Première fois de ma vie que ma grand-mère est contente de me voir. Et mon père qui fait les quatre cents pas en répétant « Oh mon dieu, elle est comme elle », « Maëlyssa ma fille chérie est comme sa mère », « Qu’est-ce que je vais bien pouvoir faire ? ». Mais le bonus c’est ma grand-mère qui dit : « Ça, c’est MA petite-fille !! J’ai toujours cru en toi ».
Depuis des années, ma grand-mère nous recevait dans le salon terrassasse à l’extérieur. Aujourd’hui, nous nous asseyons confortablement dans le salon immaculé, propre et bien décoré. Ma grand-mère m’explique alors que je suis en train de développer mes pouvoirs de diablesse et à l’expression de mon père, tout cela est réel. Les contes et légendes de la Guadeloupe ont leurs fondements sur la réalité. C’est tout un univers caché qui s’ouvre à moi. Je découvre alors, je descend d’une lignée de diablesse. Ma grand-mère, ma mère sont des diablesses et ce pouvoir est l’un des seuls qui se transmet uniquement aux femmes de la famille.
Ma grand-mère s’extasie de mes pouvoirs, car elle en doutait, j’aurais très bien pu être soukounyan comme mon père. Elle est contente que sa petite-fille ne soit pas d’une classe inférieure. Quelle idée avait eu ma mère de mélanger son sang de diablesse pur avec celui d’un soukounyan ? J’étais « bata-soukounyan » à ses yeux.
Je ne sais pas si c’est la découverte de ce monde mystique ou ces derniers mots de ma grand-mère, mais j’ai eu l’impression que je pourrais déchaîner un cyclone force 5 sur elle. (Tu sais comme HUGO en 1989, non ? Tu ne sais pas, tu n'étais pas né, comme moi-même. Apparemment, c'est la référence.)

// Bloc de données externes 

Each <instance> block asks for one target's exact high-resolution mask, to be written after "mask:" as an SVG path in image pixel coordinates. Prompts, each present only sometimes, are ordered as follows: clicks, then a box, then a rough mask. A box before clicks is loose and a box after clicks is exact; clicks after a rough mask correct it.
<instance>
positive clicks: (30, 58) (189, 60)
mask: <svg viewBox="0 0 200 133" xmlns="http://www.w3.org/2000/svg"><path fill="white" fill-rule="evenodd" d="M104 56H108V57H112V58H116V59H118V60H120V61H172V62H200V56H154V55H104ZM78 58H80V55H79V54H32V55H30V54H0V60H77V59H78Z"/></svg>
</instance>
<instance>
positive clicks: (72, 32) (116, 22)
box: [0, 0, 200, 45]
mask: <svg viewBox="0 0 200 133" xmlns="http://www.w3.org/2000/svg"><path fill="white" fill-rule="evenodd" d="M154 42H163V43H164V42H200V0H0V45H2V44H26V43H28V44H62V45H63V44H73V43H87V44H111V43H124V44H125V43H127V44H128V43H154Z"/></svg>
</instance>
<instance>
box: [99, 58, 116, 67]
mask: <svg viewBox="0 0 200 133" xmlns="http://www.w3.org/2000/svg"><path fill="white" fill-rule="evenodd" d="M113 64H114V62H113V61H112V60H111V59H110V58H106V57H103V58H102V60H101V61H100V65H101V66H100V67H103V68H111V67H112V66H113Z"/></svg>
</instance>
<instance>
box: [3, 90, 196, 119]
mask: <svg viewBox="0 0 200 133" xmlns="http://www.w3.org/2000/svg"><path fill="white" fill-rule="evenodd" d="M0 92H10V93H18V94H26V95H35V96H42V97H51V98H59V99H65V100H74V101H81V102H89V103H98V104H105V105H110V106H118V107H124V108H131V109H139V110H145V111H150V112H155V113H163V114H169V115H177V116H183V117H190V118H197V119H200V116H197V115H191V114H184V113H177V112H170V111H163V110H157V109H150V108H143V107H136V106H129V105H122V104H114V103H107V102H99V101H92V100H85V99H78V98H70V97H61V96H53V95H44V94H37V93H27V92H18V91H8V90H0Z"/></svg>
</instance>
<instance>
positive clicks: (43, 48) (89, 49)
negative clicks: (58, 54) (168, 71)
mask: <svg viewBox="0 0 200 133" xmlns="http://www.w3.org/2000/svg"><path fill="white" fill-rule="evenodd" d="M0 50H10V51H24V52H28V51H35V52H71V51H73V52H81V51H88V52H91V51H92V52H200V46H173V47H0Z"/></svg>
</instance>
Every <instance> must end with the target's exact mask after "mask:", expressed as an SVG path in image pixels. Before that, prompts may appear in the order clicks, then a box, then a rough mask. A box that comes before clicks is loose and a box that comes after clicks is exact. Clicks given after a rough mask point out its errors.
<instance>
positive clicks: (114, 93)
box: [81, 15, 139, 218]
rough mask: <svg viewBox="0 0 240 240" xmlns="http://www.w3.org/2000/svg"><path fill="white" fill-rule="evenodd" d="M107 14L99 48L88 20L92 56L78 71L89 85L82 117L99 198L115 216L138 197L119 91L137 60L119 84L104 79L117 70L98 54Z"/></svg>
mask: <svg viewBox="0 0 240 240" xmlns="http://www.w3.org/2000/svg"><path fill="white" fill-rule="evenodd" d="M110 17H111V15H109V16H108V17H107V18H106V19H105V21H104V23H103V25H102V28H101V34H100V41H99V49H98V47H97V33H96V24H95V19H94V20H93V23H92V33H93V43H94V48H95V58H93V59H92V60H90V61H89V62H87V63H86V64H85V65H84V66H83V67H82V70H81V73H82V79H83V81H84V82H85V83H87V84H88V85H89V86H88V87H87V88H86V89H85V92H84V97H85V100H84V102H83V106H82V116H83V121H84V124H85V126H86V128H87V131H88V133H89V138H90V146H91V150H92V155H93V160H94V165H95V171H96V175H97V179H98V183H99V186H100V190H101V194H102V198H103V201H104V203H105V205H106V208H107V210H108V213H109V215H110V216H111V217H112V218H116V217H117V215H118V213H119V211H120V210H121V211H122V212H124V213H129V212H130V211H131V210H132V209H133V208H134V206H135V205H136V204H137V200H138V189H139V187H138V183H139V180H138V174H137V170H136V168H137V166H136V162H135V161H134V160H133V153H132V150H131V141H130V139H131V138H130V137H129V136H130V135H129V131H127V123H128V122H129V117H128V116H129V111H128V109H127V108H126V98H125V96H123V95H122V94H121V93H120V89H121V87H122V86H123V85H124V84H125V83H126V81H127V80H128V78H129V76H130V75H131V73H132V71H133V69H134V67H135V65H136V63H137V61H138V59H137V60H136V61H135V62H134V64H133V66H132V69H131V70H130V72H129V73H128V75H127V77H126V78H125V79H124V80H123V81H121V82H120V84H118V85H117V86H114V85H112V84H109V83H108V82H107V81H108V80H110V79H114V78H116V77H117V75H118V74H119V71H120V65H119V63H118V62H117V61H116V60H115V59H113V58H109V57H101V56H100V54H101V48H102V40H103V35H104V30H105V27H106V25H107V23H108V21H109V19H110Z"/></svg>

Comment ose-t’elle parler de mon père de la sorte ? Il n’y a que moi qui ai le droit de lui manquer de respect. Sous prétexte que je sois une véritable diablesse, elle se permet des propos "Magiphobe " et "Anti-soukounyan". Mon corps s’enflamme, je lui jette un regard noir, je m’apprête à me lever et à bondir sur elle. D’un geste directif, elle m’ordonne de m’asseoir. Je ne veux pas, mais j’ai la sensation d’avoir un poids posé sur mes épaules qui m’oblige à rester immobile. Elle me regarde et répète « Assis, j’ai dit ». Je découvre la puissance des mots et des gestes d’une diablesse. J’ai beau essayé de résister, elle ne cède pas, je finis part tomber comme une mouche. Je sens ma tête qui tourne et mon corps faible. Mon père est là, bouche bée et ma grand-mère me dit : leçon numéro une, la maîtrise de la colère.
J’enrage, je suis à la fois désemparée et frustrée. Je hurle alors à mon père « En voiture papa ! ». Et pour la première fois, je le sens se soumettre à ma volonté. Mon père tourne les talons et se dirige vers la voiture sans pouvoir maîtriser son corps. Ma grand-mère me crie au loin : « Tu apprends vite ma fille !».